I hope looking at these images help you understand. Though you look at that and
you think that’s nothing, that’s scary-looking in there.
Your docs not making this up, but that doesn’t mean that it’s not bad advice.
So we’ll get a coronary angiogram. Cover that real quick. Like I said earlier,
consider angiogram and that’s an option. It’s a good option. It’s being found in the
COURAGE trial and these SCOTT-HEART trial. Both showed that it’s better. If you’re
going to go the standard route and just say, hey Doc, my uncle had a heart attack,
can we get a stress test? If you’re going to go that route at least get a CT
angiogram as well. What will it show you?

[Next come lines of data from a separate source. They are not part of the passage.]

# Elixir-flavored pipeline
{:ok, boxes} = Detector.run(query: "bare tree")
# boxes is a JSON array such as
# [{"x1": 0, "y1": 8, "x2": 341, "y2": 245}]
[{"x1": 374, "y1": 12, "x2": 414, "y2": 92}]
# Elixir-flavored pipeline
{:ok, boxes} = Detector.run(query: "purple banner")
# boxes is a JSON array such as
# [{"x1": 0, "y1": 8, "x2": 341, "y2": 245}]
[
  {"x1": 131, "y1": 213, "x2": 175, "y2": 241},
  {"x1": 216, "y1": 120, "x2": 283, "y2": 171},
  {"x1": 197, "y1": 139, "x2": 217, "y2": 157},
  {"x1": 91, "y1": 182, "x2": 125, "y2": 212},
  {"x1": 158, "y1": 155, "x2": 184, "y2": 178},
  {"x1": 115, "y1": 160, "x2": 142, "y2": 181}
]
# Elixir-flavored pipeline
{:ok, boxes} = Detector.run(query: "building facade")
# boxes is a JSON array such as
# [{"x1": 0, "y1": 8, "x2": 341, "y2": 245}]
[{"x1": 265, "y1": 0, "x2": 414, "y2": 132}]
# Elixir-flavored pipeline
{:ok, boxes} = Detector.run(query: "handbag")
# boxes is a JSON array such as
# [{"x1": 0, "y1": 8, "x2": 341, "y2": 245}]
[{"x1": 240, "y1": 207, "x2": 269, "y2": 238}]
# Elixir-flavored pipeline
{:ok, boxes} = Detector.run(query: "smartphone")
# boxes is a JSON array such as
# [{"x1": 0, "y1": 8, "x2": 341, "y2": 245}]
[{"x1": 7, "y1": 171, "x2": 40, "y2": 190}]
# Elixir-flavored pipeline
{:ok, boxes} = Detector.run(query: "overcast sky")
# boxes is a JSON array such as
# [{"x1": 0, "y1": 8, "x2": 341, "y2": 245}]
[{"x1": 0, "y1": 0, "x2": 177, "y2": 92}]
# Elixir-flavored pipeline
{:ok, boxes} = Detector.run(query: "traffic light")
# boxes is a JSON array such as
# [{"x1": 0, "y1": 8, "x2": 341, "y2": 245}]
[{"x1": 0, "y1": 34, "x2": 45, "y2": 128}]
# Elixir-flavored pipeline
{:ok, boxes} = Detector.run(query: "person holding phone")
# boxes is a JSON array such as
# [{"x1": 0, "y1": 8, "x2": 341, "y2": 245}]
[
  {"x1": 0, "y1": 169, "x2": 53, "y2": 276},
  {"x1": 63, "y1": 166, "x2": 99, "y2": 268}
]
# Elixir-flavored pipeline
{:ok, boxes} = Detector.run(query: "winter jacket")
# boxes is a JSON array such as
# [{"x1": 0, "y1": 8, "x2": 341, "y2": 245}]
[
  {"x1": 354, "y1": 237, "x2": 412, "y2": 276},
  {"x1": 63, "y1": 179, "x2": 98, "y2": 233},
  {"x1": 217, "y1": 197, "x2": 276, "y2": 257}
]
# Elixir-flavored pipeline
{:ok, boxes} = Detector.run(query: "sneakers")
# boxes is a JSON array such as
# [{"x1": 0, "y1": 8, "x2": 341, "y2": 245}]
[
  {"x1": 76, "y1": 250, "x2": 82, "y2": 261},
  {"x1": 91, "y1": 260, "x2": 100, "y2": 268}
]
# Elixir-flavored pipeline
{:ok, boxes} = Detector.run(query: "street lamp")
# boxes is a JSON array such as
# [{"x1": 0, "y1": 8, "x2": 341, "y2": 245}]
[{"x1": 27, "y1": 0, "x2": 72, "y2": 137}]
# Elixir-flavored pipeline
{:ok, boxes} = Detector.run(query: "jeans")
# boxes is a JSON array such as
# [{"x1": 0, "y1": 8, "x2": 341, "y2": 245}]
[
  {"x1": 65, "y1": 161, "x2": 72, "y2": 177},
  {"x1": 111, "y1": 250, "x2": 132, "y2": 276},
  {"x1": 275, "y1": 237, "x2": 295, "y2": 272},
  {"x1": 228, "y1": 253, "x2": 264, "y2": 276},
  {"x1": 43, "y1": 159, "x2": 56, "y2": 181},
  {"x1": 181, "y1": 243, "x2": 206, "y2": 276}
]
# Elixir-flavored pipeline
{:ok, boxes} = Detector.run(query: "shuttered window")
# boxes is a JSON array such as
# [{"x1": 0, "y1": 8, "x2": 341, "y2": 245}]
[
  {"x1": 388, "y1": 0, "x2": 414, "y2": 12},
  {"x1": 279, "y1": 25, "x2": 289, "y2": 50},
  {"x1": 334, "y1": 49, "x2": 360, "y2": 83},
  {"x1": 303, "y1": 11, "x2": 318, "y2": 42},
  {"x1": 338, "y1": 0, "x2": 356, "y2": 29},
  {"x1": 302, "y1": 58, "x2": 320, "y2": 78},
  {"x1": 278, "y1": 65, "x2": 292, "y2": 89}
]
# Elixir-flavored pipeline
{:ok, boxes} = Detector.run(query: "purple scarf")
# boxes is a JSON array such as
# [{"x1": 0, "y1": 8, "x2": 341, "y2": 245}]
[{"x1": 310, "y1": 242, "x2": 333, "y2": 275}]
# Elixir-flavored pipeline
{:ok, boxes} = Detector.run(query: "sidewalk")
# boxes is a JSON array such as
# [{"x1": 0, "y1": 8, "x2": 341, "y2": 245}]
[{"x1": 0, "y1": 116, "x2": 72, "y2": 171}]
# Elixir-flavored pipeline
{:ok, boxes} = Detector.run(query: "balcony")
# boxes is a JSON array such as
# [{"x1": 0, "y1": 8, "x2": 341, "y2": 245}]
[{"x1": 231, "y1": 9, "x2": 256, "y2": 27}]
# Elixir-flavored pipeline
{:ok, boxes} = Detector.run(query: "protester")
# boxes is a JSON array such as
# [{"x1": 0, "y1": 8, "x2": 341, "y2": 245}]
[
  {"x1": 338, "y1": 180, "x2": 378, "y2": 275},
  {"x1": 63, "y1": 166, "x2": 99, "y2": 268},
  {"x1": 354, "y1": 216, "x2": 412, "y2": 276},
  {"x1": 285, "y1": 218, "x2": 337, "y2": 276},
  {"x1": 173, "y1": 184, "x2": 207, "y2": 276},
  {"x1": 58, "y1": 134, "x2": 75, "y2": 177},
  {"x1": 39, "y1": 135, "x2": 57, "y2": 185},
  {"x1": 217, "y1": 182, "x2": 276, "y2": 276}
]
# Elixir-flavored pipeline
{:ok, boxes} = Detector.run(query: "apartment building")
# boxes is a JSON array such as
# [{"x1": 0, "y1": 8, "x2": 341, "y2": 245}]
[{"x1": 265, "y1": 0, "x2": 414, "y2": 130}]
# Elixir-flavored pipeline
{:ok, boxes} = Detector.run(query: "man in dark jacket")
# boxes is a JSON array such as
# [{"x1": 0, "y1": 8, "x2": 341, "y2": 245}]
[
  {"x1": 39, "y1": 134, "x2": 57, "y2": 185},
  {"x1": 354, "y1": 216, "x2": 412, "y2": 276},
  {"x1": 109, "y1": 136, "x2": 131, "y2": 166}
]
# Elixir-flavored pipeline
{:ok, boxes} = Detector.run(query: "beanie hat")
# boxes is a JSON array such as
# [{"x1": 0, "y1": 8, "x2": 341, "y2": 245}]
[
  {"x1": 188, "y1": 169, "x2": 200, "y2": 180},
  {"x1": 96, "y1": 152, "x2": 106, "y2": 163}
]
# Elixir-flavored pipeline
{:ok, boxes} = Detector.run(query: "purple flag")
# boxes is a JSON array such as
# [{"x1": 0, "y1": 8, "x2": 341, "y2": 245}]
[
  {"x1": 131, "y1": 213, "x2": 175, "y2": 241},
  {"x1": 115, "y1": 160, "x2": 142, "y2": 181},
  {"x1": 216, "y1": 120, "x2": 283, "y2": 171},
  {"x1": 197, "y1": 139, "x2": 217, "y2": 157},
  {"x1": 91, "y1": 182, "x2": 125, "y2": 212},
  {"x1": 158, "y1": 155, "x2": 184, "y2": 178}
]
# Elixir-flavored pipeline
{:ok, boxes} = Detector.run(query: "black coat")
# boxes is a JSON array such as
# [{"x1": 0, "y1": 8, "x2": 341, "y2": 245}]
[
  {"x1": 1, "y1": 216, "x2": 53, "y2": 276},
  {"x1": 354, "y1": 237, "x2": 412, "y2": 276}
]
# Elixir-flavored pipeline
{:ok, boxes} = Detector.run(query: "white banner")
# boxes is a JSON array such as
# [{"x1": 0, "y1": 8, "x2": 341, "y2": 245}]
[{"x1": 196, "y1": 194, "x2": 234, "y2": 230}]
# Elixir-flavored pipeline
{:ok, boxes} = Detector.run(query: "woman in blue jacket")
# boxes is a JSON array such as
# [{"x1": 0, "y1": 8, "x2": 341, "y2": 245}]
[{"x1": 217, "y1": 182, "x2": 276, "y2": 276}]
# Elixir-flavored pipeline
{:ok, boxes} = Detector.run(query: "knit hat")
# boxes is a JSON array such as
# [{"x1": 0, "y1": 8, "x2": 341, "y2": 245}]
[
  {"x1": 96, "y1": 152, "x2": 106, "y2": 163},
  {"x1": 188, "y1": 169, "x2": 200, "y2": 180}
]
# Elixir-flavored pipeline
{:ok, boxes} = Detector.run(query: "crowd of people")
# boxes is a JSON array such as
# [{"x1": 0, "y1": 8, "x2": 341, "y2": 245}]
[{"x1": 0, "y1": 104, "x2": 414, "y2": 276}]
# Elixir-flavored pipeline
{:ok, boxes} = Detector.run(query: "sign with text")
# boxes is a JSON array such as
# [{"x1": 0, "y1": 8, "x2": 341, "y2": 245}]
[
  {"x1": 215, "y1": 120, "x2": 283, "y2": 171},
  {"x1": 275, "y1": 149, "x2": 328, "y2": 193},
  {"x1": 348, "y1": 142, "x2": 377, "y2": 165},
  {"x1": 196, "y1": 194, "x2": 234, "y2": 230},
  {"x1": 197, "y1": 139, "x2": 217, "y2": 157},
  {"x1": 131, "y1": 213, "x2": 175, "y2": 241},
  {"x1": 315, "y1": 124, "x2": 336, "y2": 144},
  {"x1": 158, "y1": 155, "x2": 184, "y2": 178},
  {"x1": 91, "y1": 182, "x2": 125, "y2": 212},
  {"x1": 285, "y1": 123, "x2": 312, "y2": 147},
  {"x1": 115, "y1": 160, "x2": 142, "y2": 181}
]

It’ll show you
more stuff than you find on the angiogram. What will that do? Let me get
you to thinking about I’ve got problems you know the next time you reach for the
refrigerator door. You’re going to get a picture of that plaque, and it’s going to
help motivate you to do something different from what you’ve done in the
past. So the study showed it was “not inferior.” Basically, it meant… it ended
up meaning it’s better. So don’t just do the stress tests alone. At least
do stress tests plus the CT angiogram. Do you plan to make any changes as a direct
result of being here? Yes. Can you describe one of them? I’m
probably not going to take something. I was thinking of taking… medication-wise,
yeah I take no medications now. I’m off 11 of them in the last two years. Wow. And
so, it’s really benefited me. What I’ve learned.
So you’ve adapted a healthy lifestyle.
Yeah fat adaptive. And I know you take your own personalized data. Have you
influenced anyone else around you towards the same work you’re doing for
yourself? I have tried in one particular case. I have a friend that just said, I’m
not doing that. And he just has triple bypass two weeks
ago. He’s just talking about diet now.